Birney published his second novel, Down the Long Table, a Marxist novel about the Great Depression, in 1955. It did not match the first novel's success.[4]

Poetry

Beginning with David and Other Poems (1942), was published during his tenure at the University of Toronto. Birney's poetry consistently explored the resources of language with passionate and playful curiosity. That first volume won Birney a Governor General's Award in 1942.[2] The title work, "a poem about euthanasia, became quite a controversial poem, frequently anthologized and taught in Canadian literature courses."[5] "A generation of Canadian schoolchildren and university students has grown up knowing the story," Al Purdy wrote in 1974. "At one time or another in the last 25 years, "David" has been required reading for high schools and universities in every Canadian province."[4]

His second book of poetry, Now Is Time, won Birney a second Governor General's Award in 1945.

By the time of Birney's Trial of a City and other Verse in 1952, literary critic Northrop Frye was calling him one of "Canada's two leading poets" (the other being E. J. Pratt).[6]

The Royal Society of Canada awarded Birney its Lorne Pierce Medal for literature in 1953.[2]

In the mid-1960s Birney collaborated with electronic composer Terry Rusling on CBC Radio. A poem was performed combined with electronic music and afterwards they discussed their respective work and experimental approaches.

Birney's typography became increasingly more experimental during the 1960s, and in his 1966 Selected Poems he revised many of his older poems, dropping punctuation and sentence structure.
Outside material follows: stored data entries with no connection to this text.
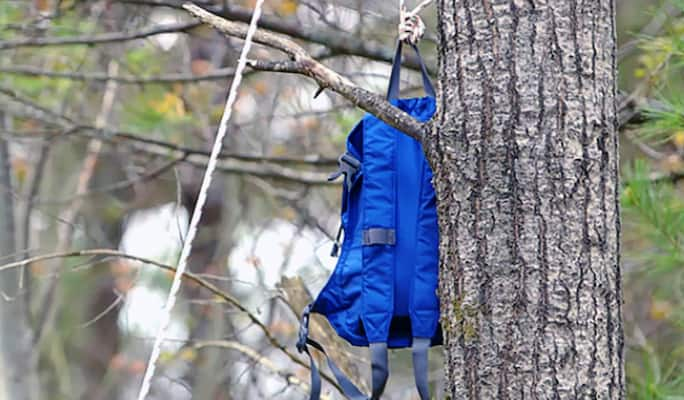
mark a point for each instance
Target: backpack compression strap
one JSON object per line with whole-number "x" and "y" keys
{"x": 420, "y": 345}
{"x": 395, "y": 78}
{"x": 379, "y": 366}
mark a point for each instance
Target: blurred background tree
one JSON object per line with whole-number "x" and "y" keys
{"x": 108, "y": 111}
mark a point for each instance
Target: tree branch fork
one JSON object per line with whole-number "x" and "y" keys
{"x": 300, "y": 62}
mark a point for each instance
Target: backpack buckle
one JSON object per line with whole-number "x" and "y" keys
{"x": 348, "y": 166}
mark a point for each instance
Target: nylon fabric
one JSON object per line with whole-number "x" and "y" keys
{"x": 382, "y": 292}
{"x": 419, "y": 351}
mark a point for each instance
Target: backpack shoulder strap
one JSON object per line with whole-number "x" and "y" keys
{"x": 395, "y": 77}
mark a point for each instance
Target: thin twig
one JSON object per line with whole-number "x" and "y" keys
{"x": 96, "y": 39}
{"x": 189, "y": 276}
{"x": 28, "y": 70}
{"x": 302, "y": 63}
{"x": 199, "y": 205}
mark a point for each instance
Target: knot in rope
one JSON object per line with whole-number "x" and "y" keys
{"x": 411, "y": 26}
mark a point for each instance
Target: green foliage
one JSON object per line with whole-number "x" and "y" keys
{"x": 664, "y": 122}
{"x": 653, "y": 379}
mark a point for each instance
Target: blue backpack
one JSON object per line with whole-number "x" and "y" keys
{"x": 383, "y": 291}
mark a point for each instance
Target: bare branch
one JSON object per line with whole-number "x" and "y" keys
{"x": 189, "y": 276}
{"x": 90, "y": 40}
{"x": 339, "y": 43}
{"x": 304, "y": 64}
{"x": 256, "y": 357}
{"x": 27, "y": 70}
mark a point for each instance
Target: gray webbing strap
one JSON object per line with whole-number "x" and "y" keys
{"x": 379, "y": 368}
{"x": 375, "y": 236}
{"x": 420, "y": 349}
{"x": 379, "y": 365}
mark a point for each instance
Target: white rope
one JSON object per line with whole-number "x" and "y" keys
{"x": 411, "y": 26}
{"x": 201, "y": 199}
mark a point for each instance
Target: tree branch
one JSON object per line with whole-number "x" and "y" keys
{"x": 189, "y": 276}
{"x": 28, "y": 70}
{"x": 339, "y": 43}
{"x": 90, "y": 40}
{"x": 302, "y": 63}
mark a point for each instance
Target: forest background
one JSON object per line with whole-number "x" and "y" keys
{"x": 108, "y": 110}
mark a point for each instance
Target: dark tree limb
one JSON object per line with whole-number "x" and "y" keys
{"x": 302, "y": 63}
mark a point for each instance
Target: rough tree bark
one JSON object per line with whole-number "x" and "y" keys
{"x": 525, "y": 154}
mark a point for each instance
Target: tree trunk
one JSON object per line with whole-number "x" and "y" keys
{"x": 525, "y": 156}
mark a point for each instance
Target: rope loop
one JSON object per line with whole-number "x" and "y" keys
{"x": 411, "y": 26}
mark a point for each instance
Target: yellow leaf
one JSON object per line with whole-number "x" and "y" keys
{"x": 188, "y": 354}
{"x": 678, "y": 140}
{"x": 171, "y": 105}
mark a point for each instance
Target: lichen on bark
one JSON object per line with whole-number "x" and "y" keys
{"x": 525, "y": 155}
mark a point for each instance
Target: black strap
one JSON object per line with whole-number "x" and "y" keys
{"x": 395, "y": 78}
{"x": 379, "y": 366}
{"x": 348, "y": 165}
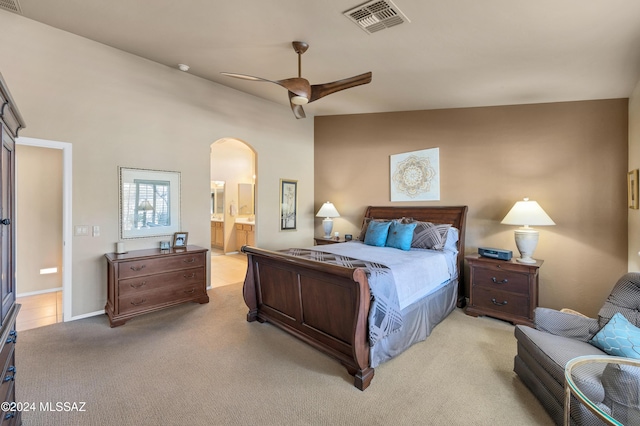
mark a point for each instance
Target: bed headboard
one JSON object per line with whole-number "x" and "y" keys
{"x": 455, "y": 215}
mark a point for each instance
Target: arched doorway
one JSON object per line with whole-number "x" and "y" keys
{"x": 234, "y": 211}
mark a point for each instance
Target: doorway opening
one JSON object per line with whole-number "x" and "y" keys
{"x": 43, "y": 234}
{"x": 234, "y": 211}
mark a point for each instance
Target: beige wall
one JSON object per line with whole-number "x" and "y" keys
{"x": 121, "y": 110}
{"x": 570, "y": 157}
{"x": 39, "y": 212}
{"x": 634, "y": 163}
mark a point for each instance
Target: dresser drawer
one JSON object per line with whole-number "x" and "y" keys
{"x": 489, "y": 299}
{"x": 8, "y": 377}
{"x": 136, "y": 268}
{"x": 501, "y": 279}
{"x": 158, "y": 281}
{"x": 146, "y": 300}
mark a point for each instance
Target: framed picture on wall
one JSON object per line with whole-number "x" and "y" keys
{"x": 180, "y": 239}
{"x": 288, "y": 204}
{"x": 632, "y": 189}
{"x": 415, "y": 176}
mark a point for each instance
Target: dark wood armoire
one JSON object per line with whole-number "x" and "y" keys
{"x": 12, "y": 122}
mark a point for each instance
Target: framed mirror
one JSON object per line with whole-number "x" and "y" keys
{"x": 149, "y": 202}
{"x": 217, "y": 199}
{"x": 245, "y": 199}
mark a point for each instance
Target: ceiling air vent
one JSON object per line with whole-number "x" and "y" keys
{"x": 11, "y": 6}
{"x": 376, "y": 15}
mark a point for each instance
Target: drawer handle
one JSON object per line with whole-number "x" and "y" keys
{"x": 13, "y": 336}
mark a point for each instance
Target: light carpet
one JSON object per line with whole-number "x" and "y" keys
{"x": 205, "y": 365}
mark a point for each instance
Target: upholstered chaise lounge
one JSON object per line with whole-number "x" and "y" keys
{"x": 558, "y": 337}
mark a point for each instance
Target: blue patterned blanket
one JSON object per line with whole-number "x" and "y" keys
{"x": 384, "y": 312}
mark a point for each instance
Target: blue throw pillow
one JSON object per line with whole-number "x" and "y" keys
{"x": 400, "y": 235}
{"x": 618, "y": 338}
{"x": 377, "y": 233}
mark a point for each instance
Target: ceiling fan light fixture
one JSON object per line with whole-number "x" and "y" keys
{"x": 299, "y": 100}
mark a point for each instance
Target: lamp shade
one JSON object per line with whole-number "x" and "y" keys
{"x": 526, "y": 213}
{"x": 328, "y": 210}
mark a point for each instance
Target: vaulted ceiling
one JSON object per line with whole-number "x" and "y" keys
{"x": 447, "y": 53}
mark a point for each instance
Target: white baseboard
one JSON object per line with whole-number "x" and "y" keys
{"x": 35, "y": 293}
{"x": 87, "y": 315}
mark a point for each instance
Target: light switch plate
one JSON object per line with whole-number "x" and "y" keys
{"x": 81, "y": 230}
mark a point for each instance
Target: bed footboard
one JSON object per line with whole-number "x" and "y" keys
{"x": 324, "y": 305}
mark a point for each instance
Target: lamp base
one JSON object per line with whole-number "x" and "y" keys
{"x": 327, "y": 226}
{"x": 526, "y": 241}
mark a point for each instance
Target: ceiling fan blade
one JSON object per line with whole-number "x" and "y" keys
{"x": 320, "y": 90}
{"x": 297, "y": 85}
{"x": 246, "y": 77}
{"x": 297, "y": 109}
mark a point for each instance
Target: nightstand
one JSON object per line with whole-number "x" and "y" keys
{"x": 321, "y": 241}
{"x": 503, "y": 289}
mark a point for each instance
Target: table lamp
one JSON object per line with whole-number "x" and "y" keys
{"x": 328, "y": 210}
{"x": 526, "y": 213}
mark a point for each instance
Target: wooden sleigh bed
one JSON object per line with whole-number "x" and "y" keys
{"x": 327, "y": 305}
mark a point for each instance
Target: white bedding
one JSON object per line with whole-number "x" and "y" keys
{"x": 416, "y": 272}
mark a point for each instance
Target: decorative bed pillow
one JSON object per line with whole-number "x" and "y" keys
{"x": 618, "y": 338}
{"x": 377, "y": 233}
{"x": 365, "y": 226}
{"x": 452, "y": 239}
{"x": 400, "y": 235}
{"x": 363, "y": 230}
{"x": 430, "y": 236}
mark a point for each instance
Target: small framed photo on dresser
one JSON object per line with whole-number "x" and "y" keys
{"x": 180, "y": 239}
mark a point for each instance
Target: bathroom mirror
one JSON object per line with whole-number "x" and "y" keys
{"x": 217, "y": 199}
{"x": 149, "y": 202}
{"x": 245, "y": 198}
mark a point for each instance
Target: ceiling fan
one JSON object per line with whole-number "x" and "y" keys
{"x": 300, "y": 91}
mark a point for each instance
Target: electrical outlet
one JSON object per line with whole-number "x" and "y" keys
{"x": 81, "y": 230}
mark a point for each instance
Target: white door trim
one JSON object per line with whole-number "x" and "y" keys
{"x": 67, "y": 227}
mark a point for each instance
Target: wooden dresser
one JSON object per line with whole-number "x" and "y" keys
{"x": 11, "y": 123}
{"x": 503, "y": 289}
{"x": 143, "y": 281}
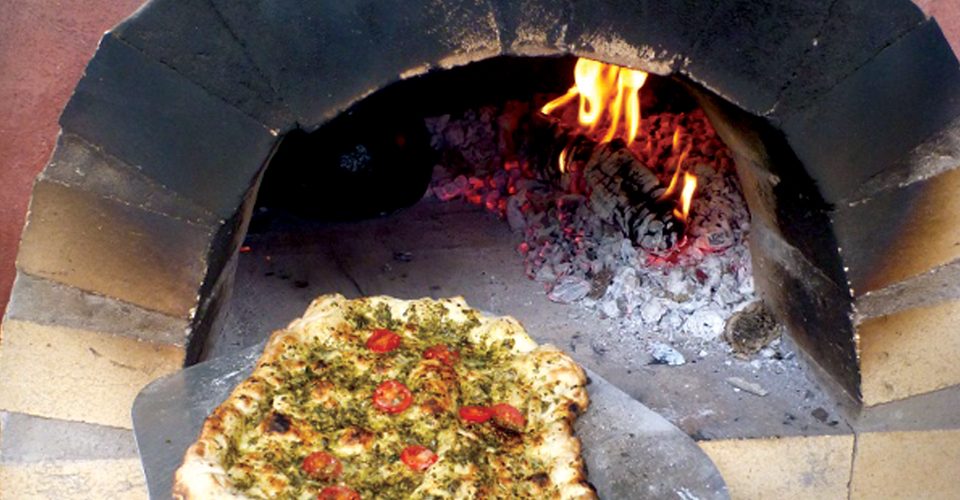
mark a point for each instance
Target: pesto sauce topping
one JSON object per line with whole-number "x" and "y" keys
{"x": 332, "y": 392}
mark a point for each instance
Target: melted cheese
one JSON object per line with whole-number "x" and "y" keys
{"x": 312, "y": 392}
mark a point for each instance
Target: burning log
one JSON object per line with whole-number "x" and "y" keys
{"x": 622, "y": 191}
{"x": 626, "y": 193}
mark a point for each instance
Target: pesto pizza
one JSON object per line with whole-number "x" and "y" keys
{"x": 386, "y": 398}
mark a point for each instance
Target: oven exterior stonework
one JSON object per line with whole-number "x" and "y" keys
{"x": 134, "y": 225}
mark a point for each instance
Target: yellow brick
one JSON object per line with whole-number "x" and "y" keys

He explained his reasoning in the preface to that book:

Our intricate system of speckles between words evolved comparatively recently and merely to ensure that prose became beautifully unambiguous – Instant Communication. For a while the poets went along with this, even though what they were shooting at was the art of indefinitely delayed communication – Indefinite Ambiguity. Belatedly but willingly influenced by contemporary trends, I've come to surround my pauses with space rather than with typographical spatter, and to take advantage of the new printing processes to free my work occasionally from the tyranny of one-direction linotype.[7]

In 1970 Birney was made an Officer of the Order of Canada.

In 1974, Birney was still being called "one of the two best poets in Canada," this time by Al Purdy (the other being Irving Layton).[4]

In 1982 Birney recorded Nexus & Earle Birney, a triple-album collaboration with avant-garde percussion group Nexus.

The Canadian Encyclopedia sums up: "In long poems and lyrics, sight poems, sound poems and found poems, whether on the page or in his collection of recorded poems with the percussion ensemble NEXUS (1982), Birney demonstrated his deep commitment to making language have meaning in every possible and eloquent way."[2]